Much has been made of the unfairness of the Grammar School system, but nowhere have I ever seen anything on what it really meant on a daily basis – namely that you wouldn’t get your head kicked in on Platt Avenue. That was – metaphorically at least – the role of teachers. Most were all salaried eccentrics and some were the most subversive lunatics I have ever encountered. I was utterly in awe of them. Exhibit A: the art teacher who took his clothes off and sat in a dustbin of mud during a house assembly. Another who played “Razzle In My Pocket” by Ian Dury to us – an unrepentant paean to the joys of shoplifting porn mags from street markets – as being worthy of Shakespeare.

And more than anything, we weren’t told what to think. We were shown how to. Ideological purity was thankfully absent from our education.

Invariably, however, we were told what to do.

Consider the end of term after the first year. I remember quite vividly being told I would be doing Latin. Latin! I don’t think I was ever in such a rat bate when I found out. I wanted to do German, as did most people: but a funny thing happened on the way to Form 2L. I actually fell in love with the subject and in Andrew (“A.J.”) Wood probably the best teacher I have ever had. Without him, I wouldn’t have finished this piece until 2028. Thank you for the appreciation of language, sir.

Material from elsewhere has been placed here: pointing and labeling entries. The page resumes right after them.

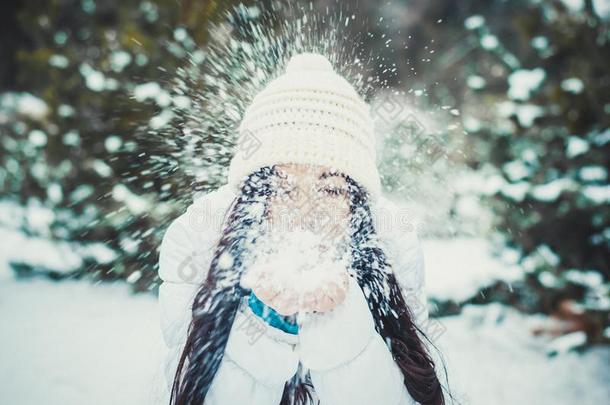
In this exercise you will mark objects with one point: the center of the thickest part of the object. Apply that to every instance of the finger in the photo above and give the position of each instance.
(307, 301)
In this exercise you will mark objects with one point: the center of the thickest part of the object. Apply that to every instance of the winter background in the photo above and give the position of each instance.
(494, 132)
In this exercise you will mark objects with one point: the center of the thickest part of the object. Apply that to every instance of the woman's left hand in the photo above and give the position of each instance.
(326, 296)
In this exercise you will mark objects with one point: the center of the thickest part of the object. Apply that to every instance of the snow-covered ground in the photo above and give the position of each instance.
(73, 342)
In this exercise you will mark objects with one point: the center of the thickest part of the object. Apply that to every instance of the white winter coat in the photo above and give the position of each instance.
(349, 361)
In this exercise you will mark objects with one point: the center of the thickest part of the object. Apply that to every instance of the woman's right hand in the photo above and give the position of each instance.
(285, 297)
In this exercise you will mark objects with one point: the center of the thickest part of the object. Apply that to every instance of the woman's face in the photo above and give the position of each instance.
(310, 197)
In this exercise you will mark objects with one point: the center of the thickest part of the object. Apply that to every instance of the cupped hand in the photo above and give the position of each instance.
(288, 294)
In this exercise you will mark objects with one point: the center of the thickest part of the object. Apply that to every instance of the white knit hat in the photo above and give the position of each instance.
(311, 115)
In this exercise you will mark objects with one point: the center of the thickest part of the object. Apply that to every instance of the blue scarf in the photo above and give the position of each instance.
(271, 317)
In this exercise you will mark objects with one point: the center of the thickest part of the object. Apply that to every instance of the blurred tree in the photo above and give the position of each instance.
(85, 75)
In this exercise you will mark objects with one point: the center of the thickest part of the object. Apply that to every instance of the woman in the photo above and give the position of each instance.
(242, 328)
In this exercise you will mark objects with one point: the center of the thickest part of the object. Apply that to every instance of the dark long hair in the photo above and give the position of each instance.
(217, 301)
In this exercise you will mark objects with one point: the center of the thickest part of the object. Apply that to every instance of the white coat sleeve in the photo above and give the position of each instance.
(349, 361)
(256, 363)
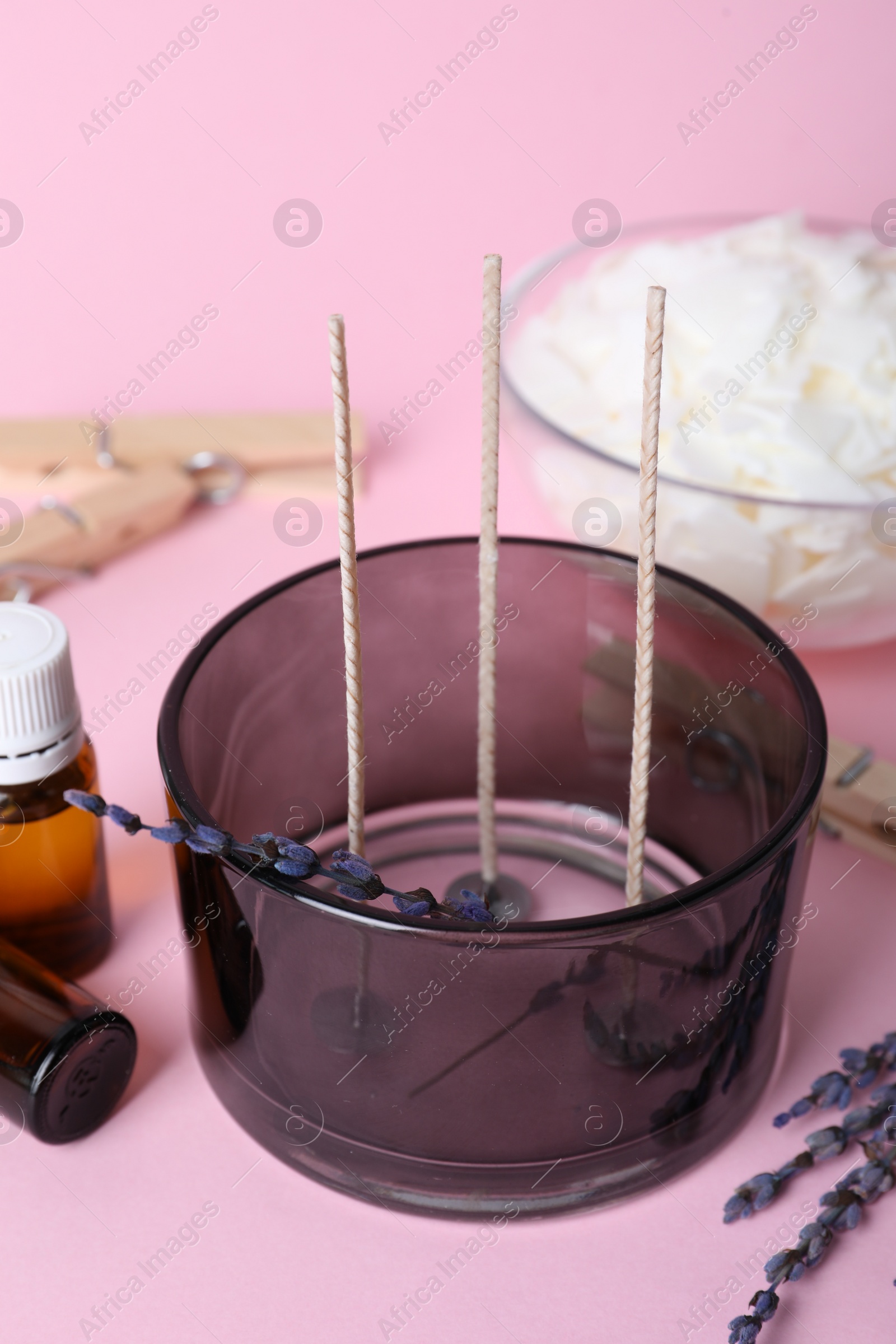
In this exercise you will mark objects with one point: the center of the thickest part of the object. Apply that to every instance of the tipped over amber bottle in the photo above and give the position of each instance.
(54, 901)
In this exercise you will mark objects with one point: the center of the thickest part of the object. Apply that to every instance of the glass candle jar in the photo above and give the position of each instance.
(578, 1050)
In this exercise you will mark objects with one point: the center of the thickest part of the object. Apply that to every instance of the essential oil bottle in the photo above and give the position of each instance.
(65, 1058)
(54, 901)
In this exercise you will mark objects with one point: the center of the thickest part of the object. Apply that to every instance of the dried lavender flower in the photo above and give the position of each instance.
(175, 832)
(356, 867)
(843, 1206)
(468, 906)
(829, 1090)
(86, 801)
(129, 822)
(419, 902)
(356, 877)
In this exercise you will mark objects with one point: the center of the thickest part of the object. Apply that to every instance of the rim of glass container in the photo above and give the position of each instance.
(524, 281)
(187, 801)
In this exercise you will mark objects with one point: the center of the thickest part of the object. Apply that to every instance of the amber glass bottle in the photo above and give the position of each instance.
(54, 902)
(65, 1058)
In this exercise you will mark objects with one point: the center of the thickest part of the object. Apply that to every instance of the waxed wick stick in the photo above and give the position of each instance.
(489, 568)
(647, 575)
(348, 572)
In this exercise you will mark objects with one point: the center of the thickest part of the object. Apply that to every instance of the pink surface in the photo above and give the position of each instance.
(171, 209)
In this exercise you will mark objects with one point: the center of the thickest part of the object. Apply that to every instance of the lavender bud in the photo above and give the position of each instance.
(300, 852)
(86, 801)
(827, 1143)
(175, 832)
(295, 867)
(408, 906)
(468, 906)
(129, 822)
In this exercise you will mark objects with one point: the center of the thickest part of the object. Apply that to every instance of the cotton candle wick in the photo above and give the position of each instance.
(489, 569)
(647, 576)
(348, 572)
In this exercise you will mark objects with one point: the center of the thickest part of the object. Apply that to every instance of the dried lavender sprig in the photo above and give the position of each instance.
(834, 1089)
(823, 1144)
(829, 1090)
(843, 1207)
(354, 875)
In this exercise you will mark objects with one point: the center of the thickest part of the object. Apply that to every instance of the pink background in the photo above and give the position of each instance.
(169, 210)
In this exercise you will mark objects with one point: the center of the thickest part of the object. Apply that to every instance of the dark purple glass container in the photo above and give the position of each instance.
(581, 1052)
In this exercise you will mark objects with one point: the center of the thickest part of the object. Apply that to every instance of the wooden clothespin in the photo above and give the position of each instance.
(144, 474)
(859, 799)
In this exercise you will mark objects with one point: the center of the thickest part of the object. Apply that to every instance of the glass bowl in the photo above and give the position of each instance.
(786, 559)
(580, 1050)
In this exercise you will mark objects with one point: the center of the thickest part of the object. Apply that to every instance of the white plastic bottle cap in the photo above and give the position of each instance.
(39, 713)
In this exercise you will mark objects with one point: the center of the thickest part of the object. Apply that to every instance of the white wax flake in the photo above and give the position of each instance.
(787, 405)
(778, 391)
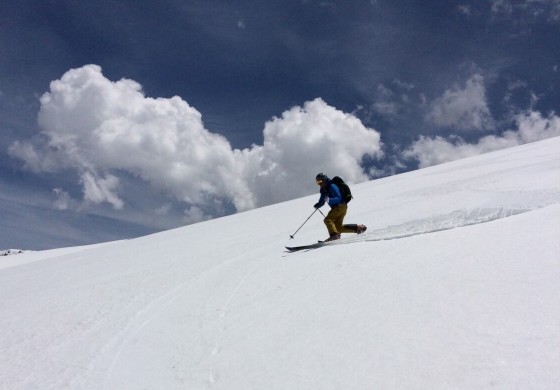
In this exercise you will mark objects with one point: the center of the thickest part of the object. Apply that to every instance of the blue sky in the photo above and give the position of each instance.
(120, 118)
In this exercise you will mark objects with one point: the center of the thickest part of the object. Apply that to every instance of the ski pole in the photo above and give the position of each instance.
(292, 236)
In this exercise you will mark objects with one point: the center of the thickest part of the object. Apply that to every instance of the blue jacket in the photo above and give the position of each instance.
(331, 191)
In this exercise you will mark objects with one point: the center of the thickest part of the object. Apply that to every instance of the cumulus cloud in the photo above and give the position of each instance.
(531, 127)
(463, 109)
(105, 130)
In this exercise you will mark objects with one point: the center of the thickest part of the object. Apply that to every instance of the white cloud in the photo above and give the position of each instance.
(105, 130)
(531, 127)
(463, 109)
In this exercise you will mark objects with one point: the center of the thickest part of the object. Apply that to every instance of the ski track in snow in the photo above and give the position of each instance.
(432, 224)
(112, 351)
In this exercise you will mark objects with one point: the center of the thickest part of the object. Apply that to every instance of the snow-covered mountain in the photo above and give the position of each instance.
(455, 285)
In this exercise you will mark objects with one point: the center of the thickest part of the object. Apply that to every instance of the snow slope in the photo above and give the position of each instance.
(455, 285)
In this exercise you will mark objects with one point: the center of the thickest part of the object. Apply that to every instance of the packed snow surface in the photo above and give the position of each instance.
(455, 285)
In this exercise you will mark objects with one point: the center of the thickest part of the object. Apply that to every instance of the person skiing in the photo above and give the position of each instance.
(331, 194)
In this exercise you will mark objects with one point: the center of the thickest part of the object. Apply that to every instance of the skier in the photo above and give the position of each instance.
(331, 193)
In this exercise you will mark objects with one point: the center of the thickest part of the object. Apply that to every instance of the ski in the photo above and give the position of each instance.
(303, 247)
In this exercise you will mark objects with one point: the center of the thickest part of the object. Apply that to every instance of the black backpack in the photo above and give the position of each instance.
(344, 189)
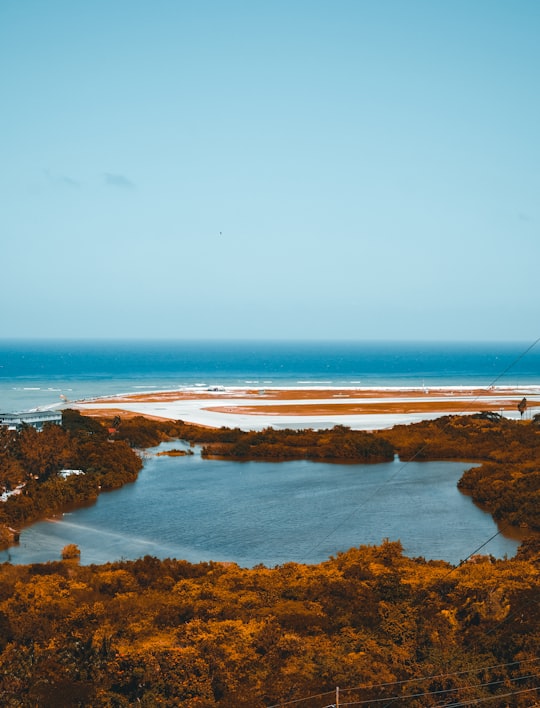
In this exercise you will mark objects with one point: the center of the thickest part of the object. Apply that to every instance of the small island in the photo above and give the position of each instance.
(380, 625)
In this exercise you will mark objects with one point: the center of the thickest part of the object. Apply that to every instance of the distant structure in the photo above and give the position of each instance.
(37, 419)
(522, 406)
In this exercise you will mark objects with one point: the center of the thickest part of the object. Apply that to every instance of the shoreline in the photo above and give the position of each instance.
(317, 407)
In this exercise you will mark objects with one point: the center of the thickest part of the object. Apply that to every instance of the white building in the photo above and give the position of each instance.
(37, 419)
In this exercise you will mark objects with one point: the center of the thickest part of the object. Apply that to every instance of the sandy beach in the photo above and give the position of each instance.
(315, 407)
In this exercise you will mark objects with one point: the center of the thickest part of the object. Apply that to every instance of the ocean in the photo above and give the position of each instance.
(43, 374)
(208, 501)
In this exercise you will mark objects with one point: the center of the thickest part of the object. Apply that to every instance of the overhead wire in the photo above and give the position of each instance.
(404, 682)
(499, 531)
(404, 464)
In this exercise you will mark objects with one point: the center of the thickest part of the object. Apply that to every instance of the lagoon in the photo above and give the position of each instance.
(271, 513)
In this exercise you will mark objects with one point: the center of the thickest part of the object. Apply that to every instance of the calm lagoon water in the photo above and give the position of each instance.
(270, 513)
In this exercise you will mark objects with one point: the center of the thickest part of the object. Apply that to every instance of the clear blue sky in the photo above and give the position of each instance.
(270, 169)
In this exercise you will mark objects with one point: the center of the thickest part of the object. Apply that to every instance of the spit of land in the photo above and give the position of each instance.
(316, 407)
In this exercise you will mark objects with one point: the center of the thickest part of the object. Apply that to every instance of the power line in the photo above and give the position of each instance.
(390, 479)
(432, 677)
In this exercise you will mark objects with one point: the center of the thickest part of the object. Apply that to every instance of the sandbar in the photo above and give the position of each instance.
(315, 407)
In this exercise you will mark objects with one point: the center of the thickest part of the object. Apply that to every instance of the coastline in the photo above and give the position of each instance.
(316, 407)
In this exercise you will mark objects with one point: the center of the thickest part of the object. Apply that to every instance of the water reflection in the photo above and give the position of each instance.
(270, 513)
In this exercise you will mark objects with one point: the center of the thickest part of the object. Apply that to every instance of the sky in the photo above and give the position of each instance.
(284, 169)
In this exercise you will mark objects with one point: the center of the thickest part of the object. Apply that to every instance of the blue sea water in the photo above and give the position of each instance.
(211, 521)
(38, 373)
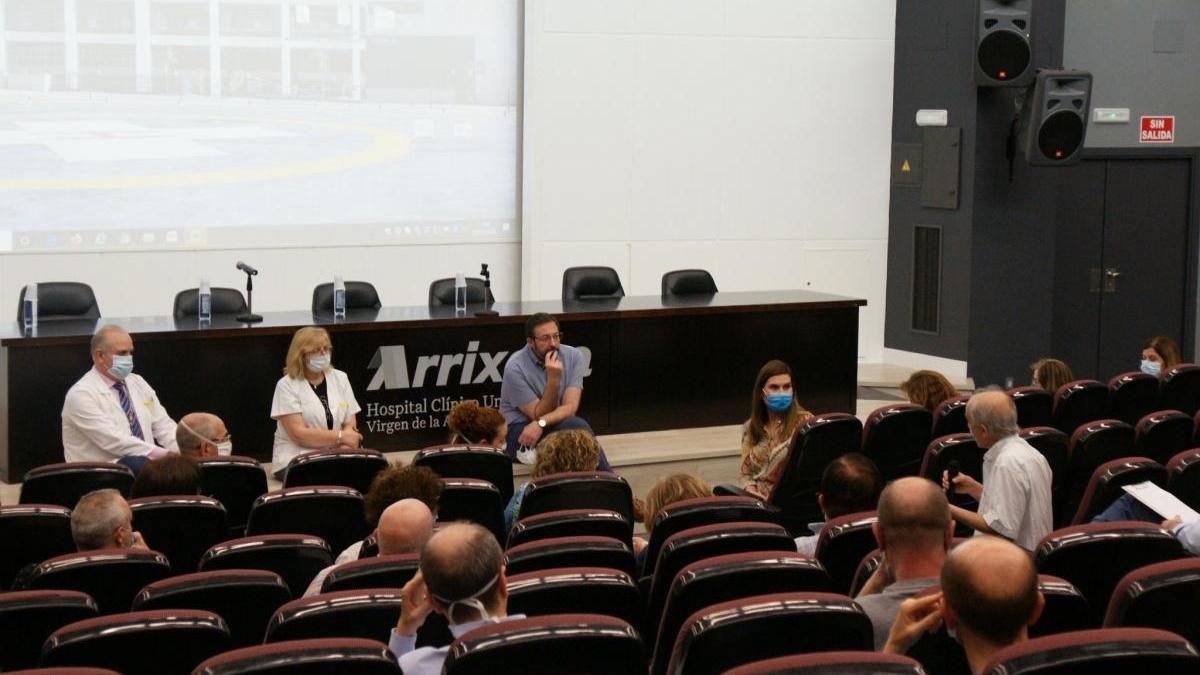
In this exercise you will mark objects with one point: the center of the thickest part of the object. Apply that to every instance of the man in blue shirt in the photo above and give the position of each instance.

I should also mention an English teacher called Stephen Adams (known as “Ernie” for some reason). He introduced us to Watership Down by Richard Adams, probably still my favourite book, remarkable because I hated it at first. In one lesson, I recall probably the finest piece of quicksilver wit when someone realised the teacher, a classmate and author all had the same surname.

“Mr. Adams, I asked Adams what Adams meant and he was adamant.” (Five years later he might actually have dressed as Adam Ant).

Thank you for everything, Sandbach School.

To anyone else about to screw up your A Levels, don’t worry. Use every disadvantage to your advantage; don’t worry if you don’t make the grade: and that piece of Latin adorning your breast pocket? Words to live by – what you sow, so shall you reap – that, and my own: what a lucky break it was to have been there, in that glorious dawn when anything and everything seemed possible.